Publié dans La Presse

Fort d’un nouveau mandat électoral, le premier ministre du Québec, François Legault, a déjà hâte d’en découdre avec son vis-à-vis canadien sur l’enjeu de l’immigration.

Même si le Québec dispose déjà des principaux leviers lui permettant de choisir ses immigrants en vertu d’une entente fédérale-provinciale qui date de l’époque du gouvernement Bourassa, M. Legault n’est pas en reste : « Si les Québécois veulent que le gouvernement du Québec ait plus de pouvoirs en immigration, il n’y a personne qui va pouvoir résister à ça », a déclaré le premier ministre la semaine dernière. On sent bien que pour M. Legault, les lois 21 et 96 ne signalaient que la période de réchauffement. La partie s’annonce rude.

Dans l’ouest du pays, l’élection de Danielle Smith comme nouvelle cheffe du United Conservative Party (UCP) et de facto première ministre de l’Alberta annonce aussi un automne chaud. Le Sovereignty Act, un des principaux engagements de Mme Smith, donnerait à l’Assemblée législative de l’Alberta le pouvoir de déclarer que la province n’appliquerait pas les lois fédérales qui, selon elle, empiètent sur les compétences provinciales. En somme, la loi conférerait aux législateurs provinciaux un droit de veto sur les lois fédérales.

Les tensions entre le gouvernement fédéral et les provinces sont inhérentes au fédéralisme canadien. On ne peut pas reprocher aux premiers ministres provinciaux de se porter à la défense de l’autonomie provinciale et de réclamer des transferts fédéraux plus généreux.

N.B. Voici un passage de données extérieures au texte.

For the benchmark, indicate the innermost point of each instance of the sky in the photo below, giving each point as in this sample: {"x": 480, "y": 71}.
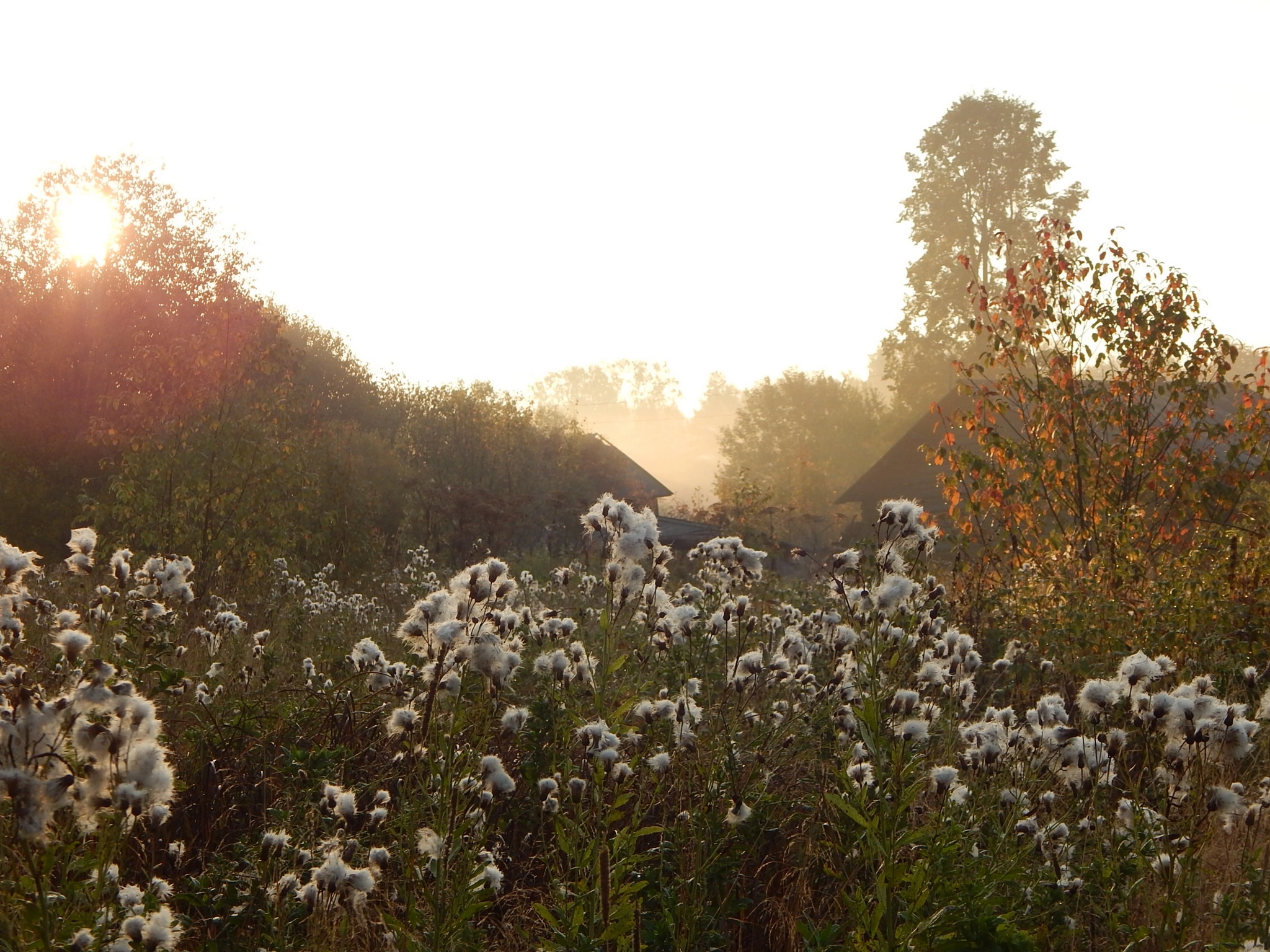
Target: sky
{"x": 494, "y": 191}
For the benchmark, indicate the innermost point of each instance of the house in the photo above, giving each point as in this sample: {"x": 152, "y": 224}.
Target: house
{"x": 613, "y": 471}
{"x": 904, "y": 471}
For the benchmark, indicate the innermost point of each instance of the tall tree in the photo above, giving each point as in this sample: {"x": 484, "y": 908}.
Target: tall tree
{"x": 986, "y": 175}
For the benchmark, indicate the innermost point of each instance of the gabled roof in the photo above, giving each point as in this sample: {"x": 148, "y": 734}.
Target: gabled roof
{"x": 904, "y": 472}
{"x": 628, "y": 478}
{"x": 683, "y": 534}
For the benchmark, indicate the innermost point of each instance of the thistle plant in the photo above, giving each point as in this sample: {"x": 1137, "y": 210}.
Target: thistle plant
{"x": 651, "y": 751}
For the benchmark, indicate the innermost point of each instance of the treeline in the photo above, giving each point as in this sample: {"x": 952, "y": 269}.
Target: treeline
{"x": 156, "y": 395}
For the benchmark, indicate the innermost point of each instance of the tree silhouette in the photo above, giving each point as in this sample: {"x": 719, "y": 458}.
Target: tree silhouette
{"x": 986, "y": 175}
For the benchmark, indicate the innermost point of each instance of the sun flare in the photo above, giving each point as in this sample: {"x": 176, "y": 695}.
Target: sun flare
{"x": 87, "y": 223}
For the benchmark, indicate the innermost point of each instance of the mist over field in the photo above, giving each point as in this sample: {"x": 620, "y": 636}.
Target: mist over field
{"x": 603, "y": 480}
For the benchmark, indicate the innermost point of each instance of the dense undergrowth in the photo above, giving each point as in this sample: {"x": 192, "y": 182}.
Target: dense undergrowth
{"x": 647, "y": 751}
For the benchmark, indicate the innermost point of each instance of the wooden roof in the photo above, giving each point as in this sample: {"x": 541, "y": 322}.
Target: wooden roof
{"x": 621, "y": 475}
{"x": 904, "y": 472}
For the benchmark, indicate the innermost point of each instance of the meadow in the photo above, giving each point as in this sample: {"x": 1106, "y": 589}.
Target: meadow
{"x": 641, "y": 751}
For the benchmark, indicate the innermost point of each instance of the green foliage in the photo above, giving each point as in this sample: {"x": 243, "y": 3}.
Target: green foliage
{"x": 796, "y": 809}
{"x": 796, "y": 444}
{"x": 1108, "y": 461}
{"x": 986, "y": 177}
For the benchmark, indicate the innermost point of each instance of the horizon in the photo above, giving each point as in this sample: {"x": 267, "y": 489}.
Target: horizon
{"x": 658, "y": 215}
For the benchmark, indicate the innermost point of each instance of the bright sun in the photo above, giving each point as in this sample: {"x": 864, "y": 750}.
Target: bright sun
{"x": 87, "y": 223}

C’est de bonne guerre. Dans le cas du Québec, il existe un large consensus canadien quant au rôle historique et unique du gouvernement du Québec quant à la protection de la langue française. L’ancien ministre Stéphane Dion a déjà dit que la loi 101 est une grande loi canadienne. Il avait raison, et c’est la force du modèle canadien : un fédéralisme décentralisé qui reconnaît aux provinces des pouvoirs exclusifs dans les domaines névralgiques tels que la santé, l’éducation et la gestion des ressources naturelles.

UNE SOUVERAINETÉ DE FACTO

Mais dans les deux cas qui nous préoccupent, les gouvernements Legault et Smith nous amènent ailleurs. Ce qu’ils proposent en somme, c’est un fédéralisme unidirectionnel. Le raisonnement est simple et limpide : s’approcher le plus possible de la souveraineté sans le souci de la validation des citoyens et des référendums. Une souveraineté de facto par rapport à de jure.

Par définition, l’idée fédérale exige une certaine réciprocité, un esprit de compromis. Par-dessus tout, elle exige une participation active des États fédérés aux affaires nationales. On peut difficilement se prétendre fédéraliste et refuser systématiquement de s’intéresser à ce qui se passe au-delà de nos frontières provinciales. Ce n’est pas seulement dommageable pour l’unité du pays, c’est une abdication du poids politique du Québec et de l’Alberta à l’intérieur du gouvernement fédéral. Ainsi, on marginalise en quelque sorte le rôle des députés fédéraux provenant de ces deux provinces.

La logique selon laquelle le gouvernement fédéral « doit » constamment acquiescer à plus de pouvoirs et de ressources au Québec et à l’Alberta doit atteindre sa limite raisonnable.

Elle n’est pas viable à long terme si l’objectif est de garder le pays uni. S’il venait à se dépouiller de toute sa pertinence dans la gouverne du Canada, quelles raisons le gouvernement fédéral aurait-il d’exister ? L’asymétrie dans une dynamique fédérale a aussi ses limites : comment faire accepter aux citoyens des autres provinces qu’au niveau fédéral ils auraient moins de pouvoirs sur les Québécois et Albertains que ceux-ci en auraient sur eux ?

L’idée n’est pas de prétendre que le gouvernement fédéral doit fermer les yeux devant les revendications légitimes des provinces et territoires et prétendre que tout va bien. Il est évident qu’il doit faire preuve d’humilité et faire en sorte que les préoccupations des gouvernements québécois et albertain soient entendues et débattues. Mais soyons vigilants : la logique de fédéralisme unidirectionnel enlèvera tôt ou tard toute légitimité au gouvernement fédéral dans la gouverne du Canada. Il nous faut rejeter ce nouveau faux fédéralisme.